Excerpt: Chapter One

The army crept like a dark stain across the horizon.

King Elend Venture stood motionless upon the Luthadel city wall, looking out at the enemy troops. Around him, ash fell from the sky in fat, lazy flakes. It wasn't the burnt white ask that one saw in dead coals; this was a deeper, harsher black ash. The Ashmounts had been particularly active lately.

Elend felt the ash dust his face and clothing, but he ignored it. In the distance, the bloody red sun was close to setting. It backlit the army that had come to take Elend's kingdom from him.

"How many?" Elend asked quietly.

"Fifty thousand, we think," Ham said, leaning against the parapet, beefy arms folded on the stone. Like everything in the city, the wall had been stained black by countless years of ashfalls.

"Fifty thousand soldiers..." Elend said, trailing off. Despite heavy recruitment, Elend barely had twenty thousand men under his command--and they were peasants with less than a year of training. Maintaining even that small number was straining his resources. If they'd been able to find the Lord Ruler's atium, perhaps things would be different. As it was, Elend's rule was in serious danger of economic disaster.

Wednesday, July 9, 2008

If I Had You by Lynn Kurland

If I Had You

If I Had You
by Lynn Kurlandby

Mass Paperback: 433 pages
Publisher: Berkley Romance
First Released: 2000

Source: Library

Back Cover Blurb:
Artane...a majestic keep on the edge of the sea.

Artane...the foster home of Anne of Fenwyck and the legacy of Robin de Piaget.
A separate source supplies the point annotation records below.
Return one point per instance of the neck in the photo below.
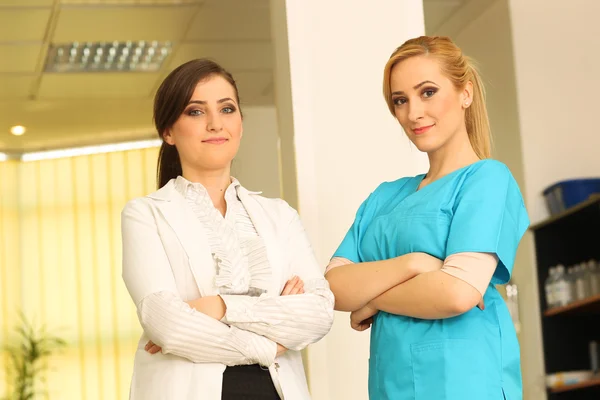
(455, 154)
(215, 182)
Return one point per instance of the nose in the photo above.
(416, 110)
(214, 123)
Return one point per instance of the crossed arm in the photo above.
(413, 285)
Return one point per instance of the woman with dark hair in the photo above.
(225, 282)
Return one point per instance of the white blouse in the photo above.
(253, 324)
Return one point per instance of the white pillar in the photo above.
(338, 140)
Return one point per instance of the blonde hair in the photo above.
(460, 70)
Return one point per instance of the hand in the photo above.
(481, 305)
(213, 306)
(423, 262)
(362, 319)
(280, 350)
(293, 286)
(152, 348)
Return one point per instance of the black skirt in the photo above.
(248, 382)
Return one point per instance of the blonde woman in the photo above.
(425, 251)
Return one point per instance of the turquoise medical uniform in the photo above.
(474, 356)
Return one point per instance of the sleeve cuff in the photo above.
(239, 309)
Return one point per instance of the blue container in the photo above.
(566, 194)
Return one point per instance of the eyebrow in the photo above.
(416, 87)
(223, 100)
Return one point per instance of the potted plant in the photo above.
(27, 359)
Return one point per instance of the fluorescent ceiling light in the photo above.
(17, 130)
(138, 56)
(130, 2)
(81, 151)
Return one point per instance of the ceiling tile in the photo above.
(438, 11)
(15, 86)
(96, 85)
(238, 4)
(255, 88)
(106, 23)
(63, 123)
(22, 24)
(233, 56)
(19, 57)
(218, 23)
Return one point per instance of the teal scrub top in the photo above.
(473, 356)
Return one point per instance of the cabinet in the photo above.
(569, 238)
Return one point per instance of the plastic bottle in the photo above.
(549, 288)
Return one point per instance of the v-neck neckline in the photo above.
(421, 177)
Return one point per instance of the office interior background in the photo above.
(80, 75)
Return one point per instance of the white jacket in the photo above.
(165, 251)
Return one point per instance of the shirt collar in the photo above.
(184, 187)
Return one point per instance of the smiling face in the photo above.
(426, 103)
(207, 134)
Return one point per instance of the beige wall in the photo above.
(345, 142)
(557, 63)
(257, 163)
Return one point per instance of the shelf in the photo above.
(591, 304)
(593, 199)
(582, 385)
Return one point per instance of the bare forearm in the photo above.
(354, 285)
(431, 295)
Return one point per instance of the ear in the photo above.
(467, 95)
(168, 138)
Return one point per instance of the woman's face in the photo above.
(208, 132)
(426, 103)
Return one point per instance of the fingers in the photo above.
(481, 305)
(152, 348)
(293, 286)
(280, 350)
(363, 325)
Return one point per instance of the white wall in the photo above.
(487, 38)
(557, 63)
(257, 163)
(345, 141)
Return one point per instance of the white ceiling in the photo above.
(81, 108)
(65, 109)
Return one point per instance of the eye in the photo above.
(194, 113)
(429, 92)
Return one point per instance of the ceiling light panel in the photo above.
(130, 2)
(139, 56)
Warring had kept Robin far from home for so long, Anne had all but given up hope he would ever return. But now Robin has returned to Artane--to the enchanting young woman who leaves him breathless with longing...and to a treachery that places them both in terrible danger. Then as the past threatens their future, he realizes that he wants nothing more than to have her--forever...

This book is a historical romance of the "beauty tames the beast" variety. As in, Robin verbally abuses Anne and physically abuses his brothers and one of his sisters, but he falls for Anne's beauty. Anne hates Robin because of his treatment of her, but she refuses all other suitors (including a very nice fellow) because "[Robin] is so beautiful!" Robin deliberately ruins Anne's reputation knowing his actions will mean no one else will marry her (even though "nothing happened" between them), yet he doesn't intend to ask her to marry him. Because of this action, though, they're forced at swordpoint to marry.

I'm afraid this isn't what I'd call "romance," even though Robin apologizes in the end. It's abuse, plain and simple. I'd hate for women read this and fantasize that if they just stick with an abusive relationship in real life, they can reform the fellow.

There are no explicit sex scenes, but the main characters do have sex after they're married. There is a fair amount of cursing. I'd rate this as "don't read."

Excerpt: Chapter One
The young woman sat atop her mount and looked down the road that separated her from the castle. She had traversed its length many times over the course of her ten-and-nine years and felt reasonably acquainted with its dips and swellings. She was, however, eager to be free of its confines and, as a result, off her horse, so she viewed it with a keen eye. Judging the distance separating her from her goal to be not unmanageable, she took a firmer grip on her reins and urged her horse forward.